Centurion Coal Mine
- Location: Moranbah, Queensland, Australia; 21°39′50″S 147°58′00″E﻿ / ﻿21.66389°S 147.96667°E;
- Products: Coking coal
- Opened: 1994
- Company: Peabody Energy
- Acquired: 2004

= Centurion Coal Mine =

Coal mine in Queensland, Australia

Centurion Coal Mine, formerly known as North Goonyella, is an underground coal mine located near Moranbah in the Bowen Basin, Queensland, Australia. The recently reopened mine is planned to have an annual production capacity of 4.7 million tonnes of coal, with a total reserve of 140 million tonnes and a planned life of over 25 years as of 2025.

Water used by the mine is sourced from Burton Gorge Dam. The mine is serviced by the Goonyella railway line and from December 2011 the GAP railway line.

== Project History ==
Early exploration in the area was carried out by the former Mines Department of Queensland, and by the Utah Development Company as part of its regional exploration of the Bowen Basin in the early to mid-1960s. Utah's early exploration was focused on proving large open cut resources. As most of the coal resources were only feasible for underground mining, the area was relinquished by Utah at the time it applied for a mining permit for the neighbouring Goonyella Mine.

After an extensive exploration program, the lease to develop the underground mine was granted in 1991 to a Joint Venture of White Mining Ltd (a subsidiary of White Industries Ltd) and Sumisho Coal Developments (a subsidiary of Sumitomo Corporation). The mine commenced longwall coal production in 1994. Sumitomo later acquired White's share of the Joint Venture to become sole owners of the mine. In September 2000 the mine was sold by Sumitomo Corporation to a RAG and Thiess 60/40 joint venture. In January 2003, RAG took full ownership after Thiess sold its stake in the project.

North Goonyella was acquired by Peabody Energy in 2004. The site consisted of an open-cut mine known as Eaglefield and an underground mine called North Goonyella. The two operations shared the same coal handling and preparation plant. The open-cut mine has since closed and the current mining is solely underground.

== 2018 Mine Fire ==
On 1 September 2018, North Goonyella mine was evacuated due to elevated levels gas in the underground mine workings and concerns over a possible developing mine fire. Over the following month, despite control and containment efforts, the fire eventually burned uncontrollably, with black smoke rising from the main fan shaft by 27 September. The mine was forced to close while reentry was reassessed.

In a 2021 US-based class action lawsuit against Peabody by shareholders, it was alleged by former employees that the mine had a 'culture of cutting corners', and had acted with error during the incident, including drilling ventilation holes into the wrong side of the mine. It was also alleged that Peabody was slow to report the incident to shareholders and regulators, misled shareholders and made “materially false and misleading statements and omissions” about the severity of the fire and the timeline of likely re-entry into the mine.
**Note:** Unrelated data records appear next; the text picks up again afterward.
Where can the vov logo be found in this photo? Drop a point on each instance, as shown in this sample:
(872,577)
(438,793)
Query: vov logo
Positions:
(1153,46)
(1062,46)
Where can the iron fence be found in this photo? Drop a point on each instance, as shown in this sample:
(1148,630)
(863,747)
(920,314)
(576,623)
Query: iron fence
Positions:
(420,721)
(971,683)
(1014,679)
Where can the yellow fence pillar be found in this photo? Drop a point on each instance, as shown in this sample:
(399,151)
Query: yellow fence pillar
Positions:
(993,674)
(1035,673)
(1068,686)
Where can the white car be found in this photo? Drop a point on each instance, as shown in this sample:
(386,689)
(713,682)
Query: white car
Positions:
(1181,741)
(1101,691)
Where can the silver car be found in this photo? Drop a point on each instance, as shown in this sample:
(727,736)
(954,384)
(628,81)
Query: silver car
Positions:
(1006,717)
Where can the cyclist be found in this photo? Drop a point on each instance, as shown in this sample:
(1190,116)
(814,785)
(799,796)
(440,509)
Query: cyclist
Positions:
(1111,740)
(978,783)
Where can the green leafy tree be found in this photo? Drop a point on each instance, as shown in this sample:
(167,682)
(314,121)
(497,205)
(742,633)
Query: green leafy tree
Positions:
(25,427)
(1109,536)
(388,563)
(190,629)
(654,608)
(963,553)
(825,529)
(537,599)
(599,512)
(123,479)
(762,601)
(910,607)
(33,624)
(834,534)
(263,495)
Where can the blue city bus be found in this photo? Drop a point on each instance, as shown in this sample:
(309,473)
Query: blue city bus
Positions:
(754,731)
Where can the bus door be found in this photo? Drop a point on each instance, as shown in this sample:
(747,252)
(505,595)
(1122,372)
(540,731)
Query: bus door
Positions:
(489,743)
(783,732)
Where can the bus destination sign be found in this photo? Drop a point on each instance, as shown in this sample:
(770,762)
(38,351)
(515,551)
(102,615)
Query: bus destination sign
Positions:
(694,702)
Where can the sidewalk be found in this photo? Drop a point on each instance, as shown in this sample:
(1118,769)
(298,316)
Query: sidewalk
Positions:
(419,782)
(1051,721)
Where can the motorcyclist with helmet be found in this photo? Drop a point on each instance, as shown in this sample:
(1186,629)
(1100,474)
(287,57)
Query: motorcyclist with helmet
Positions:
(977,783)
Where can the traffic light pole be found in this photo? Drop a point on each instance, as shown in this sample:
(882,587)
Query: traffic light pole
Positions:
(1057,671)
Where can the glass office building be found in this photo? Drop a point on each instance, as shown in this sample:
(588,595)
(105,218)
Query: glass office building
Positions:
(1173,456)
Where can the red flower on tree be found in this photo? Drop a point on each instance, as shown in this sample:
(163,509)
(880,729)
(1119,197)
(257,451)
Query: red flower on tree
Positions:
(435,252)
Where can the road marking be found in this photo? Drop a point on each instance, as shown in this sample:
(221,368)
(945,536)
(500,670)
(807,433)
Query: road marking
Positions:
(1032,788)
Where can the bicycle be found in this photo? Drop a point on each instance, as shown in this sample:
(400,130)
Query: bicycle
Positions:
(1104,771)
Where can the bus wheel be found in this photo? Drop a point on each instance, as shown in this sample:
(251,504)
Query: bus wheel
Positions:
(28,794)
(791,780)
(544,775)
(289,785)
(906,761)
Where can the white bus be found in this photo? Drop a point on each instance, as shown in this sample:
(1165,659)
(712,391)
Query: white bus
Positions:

== Project Rename and Mine Reentry ==
Following the post-fire mine closure, Peabody committed to spending more than AU$760 million to enable reentry to the mine. This includes an overhaul of infrastructure including a new longwall miner and upgrades to existing ventilation and conveyors. During this time, Peabody also purchased a portion of Wards Well, an adjacent mining lease, from mining company Stanmore for US$136 million. This would add a further 25-year mine life to the combined project. Peabody then rebranded the former North Goonyella and the newly acquired Wards Well projects into a combined Centurion Coal, their company's flagship metallurgical coal asset.

Mine reentry into Centurion was achieved in 2024 with the first coal shipment from the reopened mine being achieved the same year. Peabody forecasts high-volume longwall production to be achieved in 2026, with a projected annual production of 4.7 million tonnes of ROM coal.